Mr. ISSA. Madam Speaker, earlier this year, I introduced H.R. 2392, the ‘‘Government Information Transparency Act,’’ to make federal reporting of taxpayer dollars more accessible to the American people. In committee, Chairman EDOLPHUS TOWNS and I were able to work on a bipartisan basis to get key provisions of this legislation into S. 303, which is now under consideration by the House.


The Government Information Transparency Act instructs the Office of Management and Budget to designate a single data standard for the collection, analysis, and dissemination of business and financial information required to be reported to the federal government.


The federal government mandates disclosure of large amounts of information: financial filings by public companies, call reports by financial institutions, various disclosures by federal contractors, reports by recipients of taxpayer-funded grant money, and the list goes on. Too often, these disclosures are in formats that don’t permit electronic searches and comparisons. Some disclosures, in fact, are still made using paper. Moreover, the formats vary from agency to agency, and even within agencies. Unwieldy and incompatible data formats make reported information much less useful than it could be. Even worse, it creates complex and overlapping layers of reporting that serve as the breeding ground for wasteful government.


Information reported to the federal government needs to become both fully searchable and fully standardized. Modern information technology can bridge these two gaps. An interactive data standard that relies on electronic tags to individually identify each element of information can render every piece of data separately readable by software. This interactivity allows the creation of databases that are far more useful than sequential, plain-text financial reports. And if the same standard were applied to every federal agency’s disclosure programs—securities, banking, grants, contracts, and so on—unprecedented searches and comparisons would become possible.
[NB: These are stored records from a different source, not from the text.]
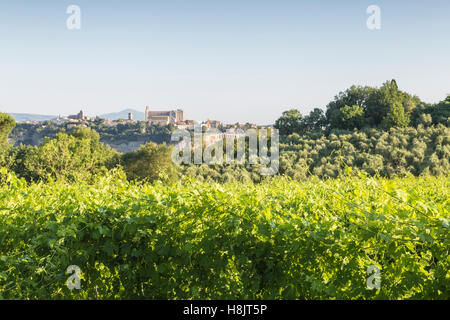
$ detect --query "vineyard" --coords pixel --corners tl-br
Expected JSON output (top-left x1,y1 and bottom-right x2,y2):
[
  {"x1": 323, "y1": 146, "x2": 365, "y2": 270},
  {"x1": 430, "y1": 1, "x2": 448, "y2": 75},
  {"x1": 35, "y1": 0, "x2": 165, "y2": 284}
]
[{"x1": 0, "y1": 169, "x2": 450, "y2": 299}]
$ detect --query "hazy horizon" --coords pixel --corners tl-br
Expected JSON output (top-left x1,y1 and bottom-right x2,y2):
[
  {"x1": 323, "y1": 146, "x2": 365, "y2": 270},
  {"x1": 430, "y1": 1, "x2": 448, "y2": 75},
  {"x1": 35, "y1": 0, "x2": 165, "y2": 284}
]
[{"x1": 0, "y1": 0, "x2": 450, "y2": 124}]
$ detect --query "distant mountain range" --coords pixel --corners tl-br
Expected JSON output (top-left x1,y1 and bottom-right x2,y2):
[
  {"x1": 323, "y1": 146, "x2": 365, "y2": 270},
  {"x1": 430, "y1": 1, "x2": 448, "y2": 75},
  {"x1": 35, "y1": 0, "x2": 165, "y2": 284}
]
[
  {"x1": 98, "y1": 109, "x2": 145, "y2": 121},
  {"x1": 9, "y1": 113, "x2": 57, "y2": 122},
  {"x1": 10, "y1": 109, "x2": 145, "y2": 122}
]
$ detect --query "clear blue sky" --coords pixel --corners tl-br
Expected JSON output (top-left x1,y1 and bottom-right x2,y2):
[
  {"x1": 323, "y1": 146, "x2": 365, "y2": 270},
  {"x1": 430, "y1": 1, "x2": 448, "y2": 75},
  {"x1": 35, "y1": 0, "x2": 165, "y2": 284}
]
[{"x1": 0, "y1": 0, "x2": 450, "y2": 124}]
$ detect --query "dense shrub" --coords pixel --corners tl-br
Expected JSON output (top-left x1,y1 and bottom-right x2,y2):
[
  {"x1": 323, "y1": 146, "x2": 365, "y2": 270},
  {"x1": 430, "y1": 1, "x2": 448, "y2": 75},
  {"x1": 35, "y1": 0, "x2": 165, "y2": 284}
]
[{"x1": 0, "y1": 168, "x2": 450, "y2": 299}]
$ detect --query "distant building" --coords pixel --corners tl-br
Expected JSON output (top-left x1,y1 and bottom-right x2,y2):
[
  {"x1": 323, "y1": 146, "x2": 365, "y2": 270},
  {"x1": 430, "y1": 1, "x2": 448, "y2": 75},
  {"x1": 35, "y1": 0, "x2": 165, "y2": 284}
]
[
  {"x1": 177, "y1": 120, "x2": 197, "y2": 130},
  {"x1": 202, "y1": 120, "x2": 222, "y2": 129},
  {"x1": 145, "y1": 106, "x2": 185, "y2": 125},
  {"x1": 68, "y1": 110, "x2": 91, "y2": 120}
]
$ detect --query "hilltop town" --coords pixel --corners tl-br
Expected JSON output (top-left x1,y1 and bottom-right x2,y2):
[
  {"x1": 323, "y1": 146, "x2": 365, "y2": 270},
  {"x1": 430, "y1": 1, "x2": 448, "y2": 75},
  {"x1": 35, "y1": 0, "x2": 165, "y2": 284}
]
[
  {"x1": 10, "y1": 106, "x2": 268, "y2": 152},
  {"x1": 17, "y1": 106, "x2": 264, "y2": 131}
]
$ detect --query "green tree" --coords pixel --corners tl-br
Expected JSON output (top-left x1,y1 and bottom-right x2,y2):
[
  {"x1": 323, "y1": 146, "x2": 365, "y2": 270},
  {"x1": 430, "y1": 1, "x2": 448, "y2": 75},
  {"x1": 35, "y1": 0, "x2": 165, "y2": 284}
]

So, the Government Information Transparency Act requires the OMB to set up a single interactive data standard for reported information—a standardized, universal, and machine-readable format that will be made available to the general public. The use of a single data standard will still allow agencies to be flexible in how they require information to be submitted. Sophisticated companies might be asked to submit large data files; small companies and nonprofits could fill in Web-based forms that would automatically encode each element on their reports. The result: every report would be computer-readable, and the underlying data could be more easily extracted, searched, and analyzed.


Financial and business information in a uniform format will be more transparent, and thus more accessible for public critique. Fraudulent transactions and irresponsible risk-taking can be more easily detected, search costs are reduced, and companies will be put under greater pressure to explain the underpinnings of the financial statements they release. Instead of assigning an immense oversight responsibility to a handful of federal employees, we can now enable the public to act as citizen-regulators. And because information reported to different agencies will become compatible, investors, watchdog groups, and analysts will have powerful new searches at their disposal.


The Government Information Transparency Act also requires a single data standard for federal financial information, to bring the same interactivity and compatibility to the disclosures put out by federal agencies. By making this kind of information more accessible to the general public, we are unleashing the very best government watchdogs—the American people themselves—to expose waste, fraud, and abuse of their tax dollars.


For business and financial information, the sunlight of transparency has always been the best disinfectant. Our Government Information Transparency Act, added to S. 303, will make that sunlight brighter and clearer than ever.